Congo-Kinshasa: Frais académiques - Fasthi calme la tension à l'ESU

6 Janvier 2020

Le Chef de l'Etat, Félix Antoine Tshisekedi, a reçu, le samedi 04 janvier 2020 dans son cabinet de travail, à la Cité de l'Union Africaine, une délégation d'étudiants de l'IBTP (Institut des Bâtiments et Travaux Publics), venue lui remettre, au nom de l'ensemble des étudiants des universités et instituts supérieurs officiels du pays, un mémorandum dénonçant des taux exorbitants des frais académiques fixés récemment dans plusieurs établissements. Selon la grille présentée au Président de la République, ces taux varient de 450.000 francs à presque 500.000 Fc, 250à 300 dollars américains.

Selon les jeunes interlocuteurs du Chef de l'Etat, les taux fixés par le ministre de l'ESU dépassent les maigres ressources de leurs parents.

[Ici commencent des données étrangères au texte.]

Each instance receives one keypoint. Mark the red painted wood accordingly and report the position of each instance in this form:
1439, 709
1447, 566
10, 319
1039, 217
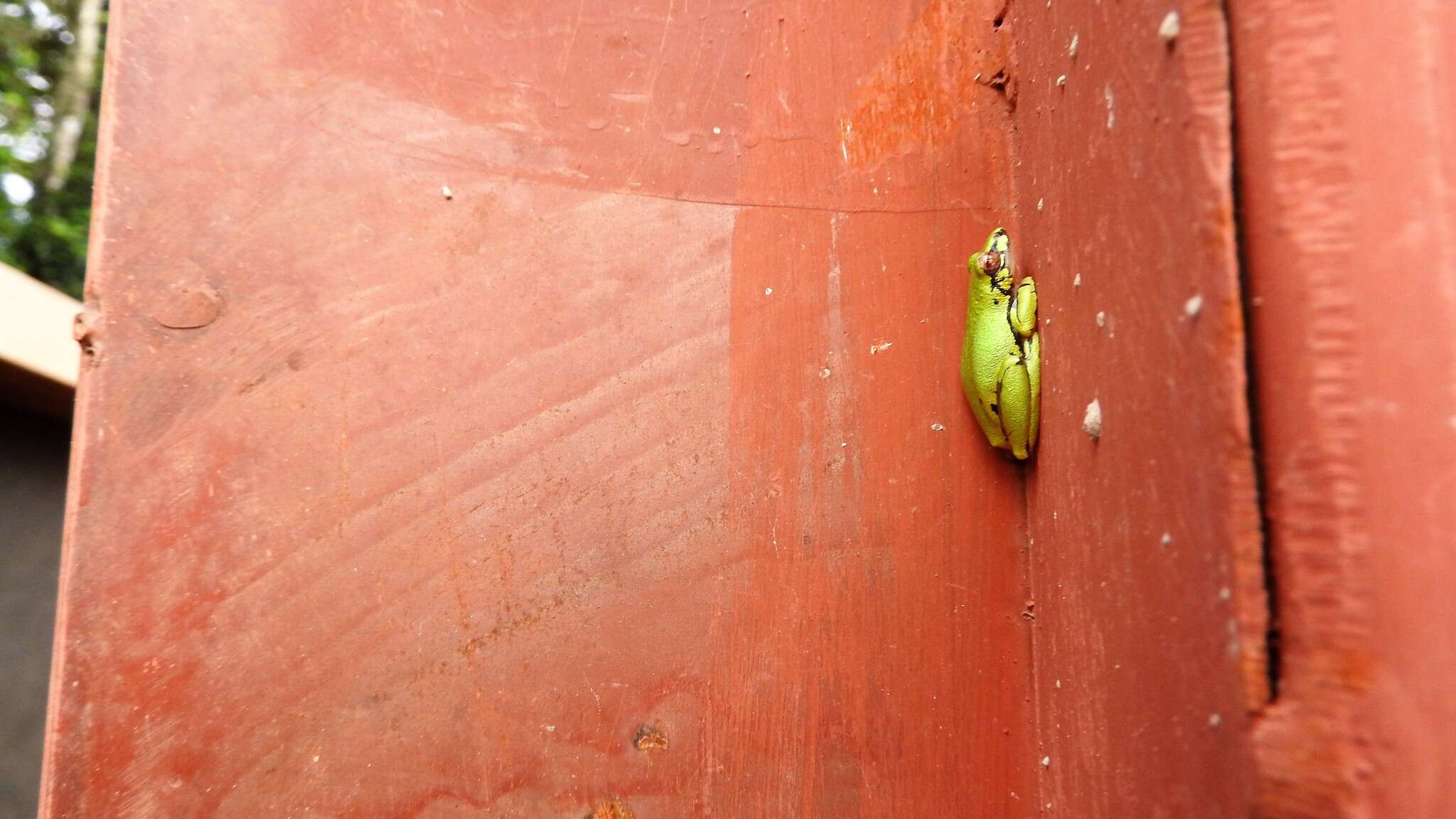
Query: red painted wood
1347, 143
1145, 557
400, 502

Après avoir écouté religieusement la délégation de l'IBTP, et pris acte de la pertinence de leurs revendications, Félix Antoine Tshisekedi a promis une large concertation avec le ministre de tutelle et les différentes parties prenantes pour un règlement apaisé de la question.

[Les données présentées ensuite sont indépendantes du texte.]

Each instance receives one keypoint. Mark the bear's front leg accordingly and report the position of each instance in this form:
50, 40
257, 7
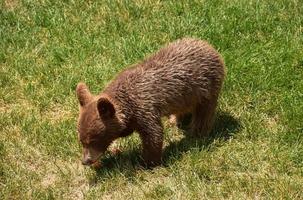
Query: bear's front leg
151, 134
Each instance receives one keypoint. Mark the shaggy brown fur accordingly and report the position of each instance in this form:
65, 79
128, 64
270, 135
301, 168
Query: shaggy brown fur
184, 77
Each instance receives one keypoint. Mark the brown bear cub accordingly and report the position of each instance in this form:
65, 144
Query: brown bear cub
185, 77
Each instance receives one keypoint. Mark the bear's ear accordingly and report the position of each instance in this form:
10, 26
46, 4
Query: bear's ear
105, 108
83, 94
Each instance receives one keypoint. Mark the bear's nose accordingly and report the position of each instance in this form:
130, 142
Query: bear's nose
87, 161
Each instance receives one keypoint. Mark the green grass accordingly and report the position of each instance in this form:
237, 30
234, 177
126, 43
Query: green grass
47, 47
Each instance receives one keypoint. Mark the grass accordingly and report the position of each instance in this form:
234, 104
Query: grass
47, 47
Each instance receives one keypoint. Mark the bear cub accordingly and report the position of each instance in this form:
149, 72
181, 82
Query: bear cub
185, 77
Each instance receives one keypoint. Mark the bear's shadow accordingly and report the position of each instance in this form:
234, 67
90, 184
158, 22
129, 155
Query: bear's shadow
129, 162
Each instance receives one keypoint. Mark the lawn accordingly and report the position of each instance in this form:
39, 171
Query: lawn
256, 147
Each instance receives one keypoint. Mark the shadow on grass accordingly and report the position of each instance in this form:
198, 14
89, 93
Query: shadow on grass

Les observateurs notent qu'à la suite du passage en force de plusieurs comités de gestion des universités et instituts supérieurs dans la fixation des frais académiques, la tension était en train de monter en force dans le secteur de l'enseignement supérieur et universitaire étatique, sur l'ensemble du pays.

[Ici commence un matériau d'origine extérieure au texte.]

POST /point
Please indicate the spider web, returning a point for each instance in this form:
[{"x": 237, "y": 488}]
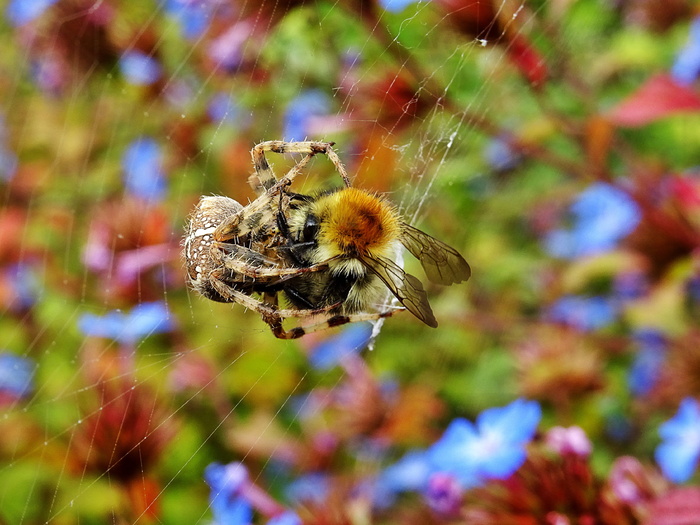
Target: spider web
[{"x": 116, "y": 117}]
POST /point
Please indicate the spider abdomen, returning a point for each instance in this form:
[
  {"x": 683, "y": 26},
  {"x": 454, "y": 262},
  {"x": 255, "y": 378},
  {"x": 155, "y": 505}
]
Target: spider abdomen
[{"x": 199, "y": 238}]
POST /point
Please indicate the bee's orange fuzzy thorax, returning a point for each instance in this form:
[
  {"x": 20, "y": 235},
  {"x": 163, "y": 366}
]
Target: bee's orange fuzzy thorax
[{"x": 358, "y": 222}]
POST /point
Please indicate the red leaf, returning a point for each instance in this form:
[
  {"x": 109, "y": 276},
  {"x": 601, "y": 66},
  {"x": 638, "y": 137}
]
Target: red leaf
[
  {"x": 658, "y": 98},
  {"x": 677, "y": 507},
  {"x": 528, "y": 60}
]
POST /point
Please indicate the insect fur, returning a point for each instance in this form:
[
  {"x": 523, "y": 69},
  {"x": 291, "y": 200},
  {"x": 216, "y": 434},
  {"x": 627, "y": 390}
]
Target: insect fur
[{"x": 330, "y": 255}]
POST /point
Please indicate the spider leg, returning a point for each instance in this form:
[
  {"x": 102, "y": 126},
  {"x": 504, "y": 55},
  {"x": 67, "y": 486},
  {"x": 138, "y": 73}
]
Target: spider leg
[
  {"x": 252, "y": 264},
  {"x": 262, "y": 211},
  {"x": 329, "y": 322},
  {"x": 272, "y": 315},
  {"x": 266, "y": 179}
]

La reprise des cours, ce lundi 5 janvier, paraissait hypothétique, au regard des mouvements de protestation qui s'annonçaient à Kinshasa comme provinces. Sans la promesse personnelle du Chef de l'Etat de rechercher un compromis dans la fixation des frais académiques, une implosion sociale était à craindre dans le secteur de l'ESU, avec les conséquences dommageables que l'on peut imaginer.

Hormis le dossier des frais académiques, le Président de la République a pris l'engagement d'instruire le gouvernement d'équiper progressivement les universités et instituts supérieurs en laboratoires, ateliers et autres bibliothèques indispensables à la formation des étudiants.

D'aucuns pensent que l'initiative de plusieurs comités de gestion des universités et instituts supérieurs publics de revoir sensiblement à la hausse les frais académiques serait dictée par la volonté d'installer un grave malaise dans le secteur de l'ESU et de placer le gouvernement dans une situation inconfortable. L'effet recherché serait sans doute la paralysie de l'enseignement de l'élite, avec comme corollaire des troubles sociaux dommageables pour la cohésion nationale.